About 40 farmers have been killed while the whereabouts of many others could not be ascertained at press time after Boko Haram/Islamic State of West African Province (ISWAP) terrorists attacked Dumba, a farming settlement in Kukawa local government area of Borno State.
Speaking on the condition of anonymity, an eyewitness who happened to be one of the farmers that escaped the attack, said the terrorists stormed the area at about 3pm on Sunday afternoon with sophisticated weapons and rounded them up.
He said the terrorists, before embarking on a shooting spree, told them that farming activities, which according to them was banned, has not been lifted in the area, hence the terrorists said that anyone found farming there henceforth would be killed.

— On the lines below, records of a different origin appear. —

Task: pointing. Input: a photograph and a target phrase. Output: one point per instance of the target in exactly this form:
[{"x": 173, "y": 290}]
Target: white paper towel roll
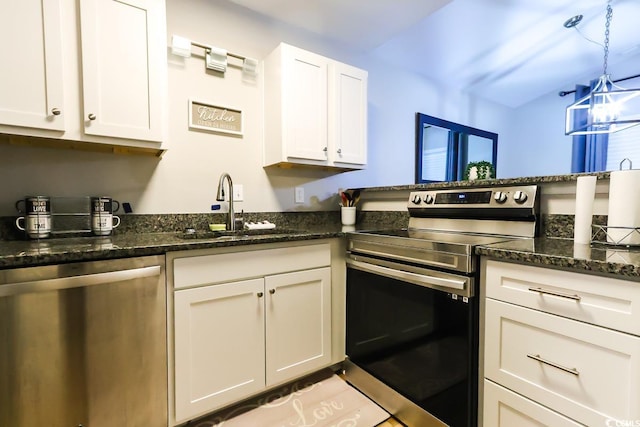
[
  {"x": 624, "y": 207},
  {"x": 585, "y": 194}
]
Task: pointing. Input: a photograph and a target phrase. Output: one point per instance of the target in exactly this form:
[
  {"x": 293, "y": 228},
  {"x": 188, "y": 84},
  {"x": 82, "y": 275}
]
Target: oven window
[{"x": 419, "y": 341}]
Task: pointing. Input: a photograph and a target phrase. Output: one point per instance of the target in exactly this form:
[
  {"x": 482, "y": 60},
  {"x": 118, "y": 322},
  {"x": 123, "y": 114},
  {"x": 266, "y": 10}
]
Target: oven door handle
[{"x": 416, "y": 278}]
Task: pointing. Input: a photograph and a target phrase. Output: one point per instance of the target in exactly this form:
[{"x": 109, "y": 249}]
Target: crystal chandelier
[{"x": 609, "y": 108}]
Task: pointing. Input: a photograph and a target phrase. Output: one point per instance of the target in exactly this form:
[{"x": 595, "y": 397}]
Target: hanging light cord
[
  {"x": 605, "y": 47},
  {"x": 606, "y": 38}
]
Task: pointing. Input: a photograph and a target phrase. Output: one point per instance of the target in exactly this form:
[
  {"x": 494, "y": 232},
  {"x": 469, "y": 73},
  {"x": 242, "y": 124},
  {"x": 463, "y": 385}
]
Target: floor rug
[{"x": 329, "y": 402}]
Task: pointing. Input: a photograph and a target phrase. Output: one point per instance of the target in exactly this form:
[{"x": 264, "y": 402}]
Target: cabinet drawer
[
  {"x": 226, "y": 267},
  {"x": 612, "y": 303},
  {"x": 504, "y": 408},
  {"x": 586, "y": 372}
]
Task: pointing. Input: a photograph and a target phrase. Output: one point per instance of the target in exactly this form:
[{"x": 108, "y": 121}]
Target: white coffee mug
[
  {"x": 36, "y": 226},
  {"x": 102, "y": 224},
  {"x": 348, "y": 215}
]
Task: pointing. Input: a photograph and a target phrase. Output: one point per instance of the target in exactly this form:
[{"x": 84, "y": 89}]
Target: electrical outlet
[
  {"x": 299, "y": 195},
  {"x": 238, "y": 193}
]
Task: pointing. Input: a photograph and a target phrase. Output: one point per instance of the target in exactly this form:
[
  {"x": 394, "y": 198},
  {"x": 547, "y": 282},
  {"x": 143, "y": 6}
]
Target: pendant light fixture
[{"x": 609, "y": 108}]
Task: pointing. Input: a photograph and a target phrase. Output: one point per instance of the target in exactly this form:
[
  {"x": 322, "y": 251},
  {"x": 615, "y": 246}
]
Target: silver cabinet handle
[
  {"x": 78, "y": 281},
  {"x": 537, "y": 357},
  {"x": 556, "y": 294}
]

“We are the people farming at Dumba. Today (Sunday), the terrorists came and met us in the area. They chased us out of the farm and said that they had not lifted the ban on farming in the area. They said any farmer found in the area henceforth would be killed.
“They killed many of our farmers. It was in the night that we ran to soldiers and Civilian Joint Taskforce (CJTF) members who assisted in taking us to a safer place.

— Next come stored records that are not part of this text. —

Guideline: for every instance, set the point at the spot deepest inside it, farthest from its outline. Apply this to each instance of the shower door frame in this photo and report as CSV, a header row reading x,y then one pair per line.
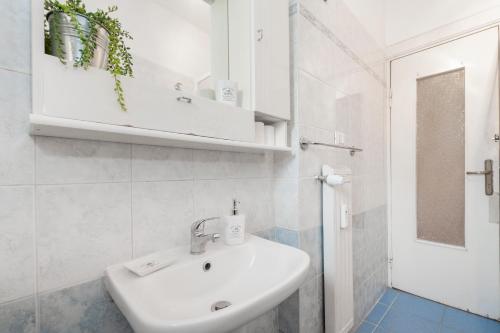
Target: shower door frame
x,y
388,69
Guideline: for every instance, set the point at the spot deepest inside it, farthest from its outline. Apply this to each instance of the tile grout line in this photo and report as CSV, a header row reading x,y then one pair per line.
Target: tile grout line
x,y
386,312
131,202
35,239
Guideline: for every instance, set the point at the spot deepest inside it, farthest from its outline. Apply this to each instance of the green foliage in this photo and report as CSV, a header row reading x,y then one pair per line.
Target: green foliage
x,y
119,57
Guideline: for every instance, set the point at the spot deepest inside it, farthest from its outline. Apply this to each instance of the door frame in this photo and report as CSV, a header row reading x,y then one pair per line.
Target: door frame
x,y
388,70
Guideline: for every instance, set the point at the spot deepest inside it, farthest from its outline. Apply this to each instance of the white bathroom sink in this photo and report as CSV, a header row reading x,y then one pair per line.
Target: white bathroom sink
x,y
253,277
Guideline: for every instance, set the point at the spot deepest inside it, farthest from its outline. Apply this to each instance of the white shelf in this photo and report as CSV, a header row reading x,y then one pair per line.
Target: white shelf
x,y
77,129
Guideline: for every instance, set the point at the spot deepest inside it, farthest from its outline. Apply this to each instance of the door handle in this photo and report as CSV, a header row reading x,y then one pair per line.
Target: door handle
x,y
488,176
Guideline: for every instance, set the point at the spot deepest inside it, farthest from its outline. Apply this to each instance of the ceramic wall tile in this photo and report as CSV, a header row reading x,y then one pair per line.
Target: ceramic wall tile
x,y
266,323
286,203
288,237
310,203
289,314
256,202
214,164
17,167
311,241
162,213
311,306
16,242
315,52
67,161
15,35
83,308
316,103
18,316
161,163
81,229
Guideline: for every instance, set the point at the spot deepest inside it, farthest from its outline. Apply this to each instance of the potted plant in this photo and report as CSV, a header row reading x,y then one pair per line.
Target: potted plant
x,y
86,38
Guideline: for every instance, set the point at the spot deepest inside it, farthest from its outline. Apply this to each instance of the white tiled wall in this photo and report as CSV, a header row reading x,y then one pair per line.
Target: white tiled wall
x,y
339,85
70,208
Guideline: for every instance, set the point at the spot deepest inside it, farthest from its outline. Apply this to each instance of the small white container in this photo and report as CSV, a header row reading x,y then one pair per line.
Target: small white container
x,y
269,135
234,231
259,133
227,92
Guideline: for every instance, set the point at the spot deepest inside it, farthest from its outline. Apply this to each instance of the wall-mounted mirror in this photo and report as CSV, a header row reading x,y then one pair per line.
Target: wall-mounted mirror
x,y
181,44
187,39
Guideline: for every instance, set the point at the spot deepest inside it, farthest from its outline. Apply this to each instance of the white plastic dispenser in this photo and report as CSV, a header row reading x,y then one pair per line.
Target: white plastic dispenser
x,y
234,231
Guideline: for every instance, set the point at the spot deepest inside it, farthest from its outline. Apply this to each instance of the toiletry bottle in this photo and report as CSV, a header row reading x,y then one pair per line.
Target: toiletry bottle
x,y
234,233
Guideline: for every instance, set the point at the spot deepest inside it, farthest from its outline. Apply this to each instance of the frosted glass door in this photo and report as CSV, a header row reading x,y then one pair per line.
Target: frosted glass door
x,y
441,157
445,112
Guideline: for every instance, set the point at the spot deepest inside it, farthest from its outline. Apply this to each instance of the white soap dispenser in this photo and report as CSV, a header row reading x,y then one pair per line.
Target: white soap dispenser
x,y
234,233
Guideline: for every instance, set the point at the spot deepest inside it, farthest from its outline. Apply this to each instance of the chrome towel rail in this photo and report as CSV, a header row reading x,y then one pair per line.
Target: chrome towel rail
x,y
305,143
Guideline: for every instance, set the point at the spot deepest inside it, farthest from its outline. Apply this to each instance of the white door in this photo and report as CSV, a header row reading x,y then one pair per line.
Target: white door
x,y
445,232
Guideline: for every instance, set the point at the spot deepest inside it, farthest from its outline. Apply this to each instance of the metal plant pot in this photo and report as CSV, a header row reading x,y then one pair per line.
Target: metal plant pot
x,y
71,45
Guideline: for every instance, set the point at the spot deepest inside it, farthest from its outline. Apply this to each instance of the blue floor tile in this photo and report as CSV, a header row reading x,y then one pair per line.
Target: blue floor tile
x,y
449,330
375,316
400,312
389,296
493,326
420,307
469,323
396,321
381,329
366,328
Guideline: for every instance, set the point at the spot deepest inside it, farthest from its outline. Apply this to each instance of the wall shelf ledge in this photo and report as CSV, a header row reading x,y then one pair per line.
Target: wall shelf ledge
x,y
41,125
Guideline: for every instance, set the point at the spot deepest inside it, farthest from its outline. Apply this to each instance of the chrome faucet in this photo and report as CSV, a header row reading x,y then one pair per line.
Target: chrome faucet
x,y
198,237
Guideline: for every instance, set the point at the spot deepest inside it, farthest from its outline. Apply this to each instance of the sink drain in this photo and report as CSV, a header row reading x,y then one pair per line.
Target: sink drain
x,y
220,305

“We were farming together with those killed, God saved me. The dead bodies that I counted were about 40 of them. The rest that were shot in the bush and those that escaped with gunshot wounds could not be accounted for,” he narrated.
Also, craving anonymity, a member of the CJTF, who participated in rescuing the survivors, said such attacks on the farmers by the terrorists have been a recurring issue, adding that at times the terrorists would kill up to 10 of the farmers, and that such killings usually go unreported, but that the alarming rate of the present killings pushed them to voice out the challenges the farmers, especially fishermen were going through in the Kukawa local government area of the State.
“It was around 3pm that the attack occured, and it was around 5pm that the survivors reached us. We used boat to ferry them to a safer place together with the help from the military. About 200 of them that escaped were rescued. They told us that over 40 of them were killed. They are mostly fishermen and crop farmers,” said the CJTF member.
LEADERSHIP reports that the Dumba community is about 7km to the popular Baga fishing community where a large scale of fishing takes place due to the riverine nature of the local government area which borders Republic of Chad.
It was from the Baga fishing community that smoked fish are brought to Maidiguri, which then formed part of the major revenue of the Borno State government as fish sellers from across the country thronged the city for fish business.
But with the eruption of the Boko Haram insurgency that strangulated many business activities in the state, many of the dry fish merchants from across the country deserted the state, as the Baga fishing community, where the supplies were coming from, became a business centre for the terrorists, who thwarts fishing activities in the area by imposing levies on the fishermen, as well as banning of fishing.
LEADERSHIP recalls that the Nigerian military once imposed ban on movement of smoked fish from the Baga axis after the military discovered that the terrorists took over the fishing activities from locals and used the income generated to boost their dwindling economic base following onslaught on their logistics by the Nigerian troops.
As at the time of this report, no statement has been issued by the concerned authorities about the attack.